On the territory of today's residence Evksinograd (6 km north of today's Varna), on the small cape "St. Yani" there was a port settlement in late antiquity (IV-VI century), which later, during the Middle Ages became a city, developing active navigation and trade. That is why it was present on many nautical charts from the 14th to the 18th century, although in the last two centuries it hardly existed, and after the 15th century probably only the port and a small guard fortification remained. The names of this settlement, marked on different maps ranged from Castritsa, Katrizzi, Katrichi, Ketritsi, Castrizzi, Castro, Castri, Castro, to Katria, etc., and all of them derived from the Greek word "castro", i.e. fortress.
In 1899 Karel Shkorpil carried out the first survey of the fortress. However, more data on the structure of the medieval fortified city dated from the period 2004-2011, when excavations were conducted annually under the direction of Professor Dr. Valentin Pletnyov, director of the Regional History Museum in Varna at that time. A large part of the northern, land-facing fortress wall with a length of over 200 m, which is 1.80 to 2.00 m thick and has been preserved at a height of up to 3.00 m, has been discovered. Along the fortress wall, 5 round bastion towers with a diameter of about 3.5 were situated, while at the eastern end there used to be another rectangular tower (4.00m x 4.50 m), and later an Ottoman triangular one had been added. The presence of a second, thinner wall in this part of the city, which enters perpendicular to the main wall inwards the living space, suggests that the small urban area between the two walls probably belongs to the citadel. It was the citadel that had been additionally fortified with towers, including the triangular bastion, which in turn means that this part had been used by the Ottomans in the 15th-16th centuries.
From the west, in the corner between the northern and the western side, explored later, and where originally used to be an inner round tower, a four-walled keep was later built. Later, the Keep was fortified from all sides with an outer stone casing, with sloping walls on a rammed ground embankment. It is possible that this stone casing, intended for protection from artillery shelling, also dates from the 15th century, when the fortress still had some significance, already for the Ottoman defense of the Black Sea coast. However, the keep itself is pre-Ottoman, because at its lowest level the remains of frescoes suggest that there was a chapel here.

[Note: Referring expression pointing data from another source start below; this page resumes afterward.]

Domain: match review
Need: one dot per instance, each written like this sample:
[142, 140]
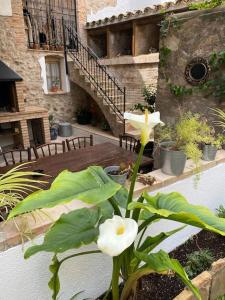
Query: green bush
[198, 261]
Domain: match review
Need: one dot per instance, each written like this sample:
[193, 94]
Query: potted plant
[149, 94]
[53, 128]
[83, 116]
[186, 135]
[118, 173]
[211, 145]
[45, 47]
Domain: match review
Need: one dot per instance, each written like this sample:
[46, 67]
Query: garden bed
[167, 288]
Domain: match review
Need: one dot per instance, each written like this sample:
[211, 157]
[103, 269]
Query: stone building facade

In the excavated area of the ancient city, the street network is clearly outlined, and in some places, parts of pavements of stone slabs and large cobblestones are preserved. Here are revealed the small one-nave church with adjacent to it probably monastery buildings, built later, as well as four architecturally elongated inns. The inns are located in pairs with their short sides on both ends - north and south, on a small square widening, parallel to the streets connecting the port with the secondary city gate. The other foundations are parts of residential buildings.
The church underwent several construction periods - from a parish church, with an adjoining small cemetery, probably intended for deceased sailors and passengers, to a monastery one. The church was built of quarry stone on mud solution and probably because of this it was not covered with a massive stone vault. The roof of the church was wooden, covered with a waterproofing of thin aspid, not very large slabs, as found during excavations all over the floor. Parts of rotten beams with a weak cross-section, probably of a roof structure, were also found.
In the other constructions, it seems that the roof insulation was not made of slabs or tiles, which were not found at all, but consisted of boards, prints of which were excavated in considerable quantities. Remains of wickerwork were also found in pieces of clay coatings, which suggests that buildings with upper floors were built with timber framing and plastered on both sides with clay wicker walls. This is a construction system that is well known to us from preserved specimens in the Bulgarian lands, dating from the 17-19th century. Excavations in other cities, such as Tsarevets, also found traces of wickerwork in clay coatings. From the coin finds in the excavated settlement it is evident that the latter were minted in 1404, at the time of Emir Suleiman. It can therefore be assumed that soon after that date the city was gradually abandoned. But the port and most likely the dungeon as a guard tower, or rather the citadel to be excavated, continued to exist until the 16th century as a small watchtower.
The additional fortifying of the citadel with the triangular bastion, as it happens in Kaliakra, seems to suggest that the second option is more credible, ie that it had been turned into a port watchtower.
Today the archeological excavations of the fortress "Kastritsi" are located in the park adjacent to the palace "Evksinograd“.